Queremos mesmo acabar com a "treta"?
Jorge Jesus voltou a dizer que o futebol em Portugal é "uma treta". Fê-lo depois de um grande espetáculo, mas na base tem razão. A questão é: queremos mesmo resolver isso?
Após o segundo desafio consecutivo que o Benfica teve de disputar a alta intensidade, sempre com dificuldades, Jorge Jesus voltou a carregar na “treta” que é o futebol em Portugal – e que os jogos de Vizela e Guimarães, no entanto, não foram. Pelo contrário: foram dois belíssimos espetáculos. Jesus escolheu mal a forma como se referiu ao primeiro momento, em Vizela, e talvez seja possível encontrar neste seu discurso uma maneira de tentar desviar as atenções do modo como quase empatava com a equipa de Álvaro Pacheco ou da incapacidade para segurar os dois golos de vantagem que chegou a ter face ao onze de Pepa. No entanto, Jesus tem razão: o futebol português está cheio de “tretas”, sejam jogadores que simulam lesões, que aproveitam qualquer toque para cair e pedir falta ou árbitros que funcionam ao mesmo tempo como cúmplices e forças motrizes deste fenómeno, uma vez que se defendem através do apito e geram reação com essas atuações defensivas.
O problema não é novo. Já me tinha referido a ele, por exemplo, aqui e aqui, sempre com uma base estatística. E até por ser um tema recorrente, teria sido mais razoável – embora pudesse também soar um pouco a vitimização... – que Jesus tivesse escolhido o jogo com o Bayern para falar dele. Ali, o Benfica desabou e deixou que o 0-0 aos 70’ se transformasse no 0-4 final. Aconteceu-lhe um pouco o mesmo que ao FC Vizela, no sábado, face a um adversário de maior poderio: o tubarão acelerou quando a presa já só pedia que ele acalmasse. E se no caso do FC Vizela a elevada intensidade de jogo a que aqueles jogadores não estão habituados gerou cãibras sucessivas, no caso do Benfica ante o Bayern não houve acumulação de lesões ou de entradas da equipa médica em campo mas a fadiga levou também a que diminuíssem a concentração e a rapidez de resposta a estímulos, permitindo que o resultado chegasse à goleada.
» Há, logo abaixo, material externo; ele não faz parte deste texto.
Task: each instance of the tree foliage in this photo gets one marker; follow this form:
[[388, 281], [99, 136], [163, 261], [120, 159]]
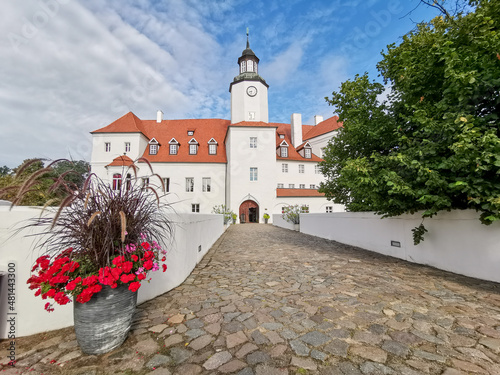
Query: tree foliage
[[37, 181], [434, 143]]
Ora, se é evidente que temos em Portugal um problema de fluidez de jogo, se todos vimos já em edições anteriores da Liga que isso prejudica o espetáculo e se, agora, os treinadores vêm dizer que depois têm dificuldade em fazer com que os jogadores respondam na Champions, por exemplo, contra adversários habituados a jogar a altas intensidades de forma regular, o que se percebe mal são as razões pelas quais ninguém faz nada para mudar isto. As razões pelas quais os critérios das arbitragens continuam a ser absolutamente casuísticos, tipo cada-cor-seu-paladar, às vezes a deixar jogar e noutras a apitar a cada mínimo contacto, em vez de assistirmos a uma tentativa de os normalizar no sentido de favorecer o espetáculo. Já todos sabemos por que razão os jogadores fingem – tentam tirar vantagem, seja ganhando faltas ou perdendo tempo – e por que razão os árbitros alinham na marosca – não querem ser alvo das maratonas de frames televisivos que temos a cada serão, no caso de deixarem passar qualquer coisa de levemente ilegal que acabe por dar em golo. O que não sabemos é por que razão quem manda neles (jogadores e árbitros) não faz nada – e aí só pode mesmo ser por inércia.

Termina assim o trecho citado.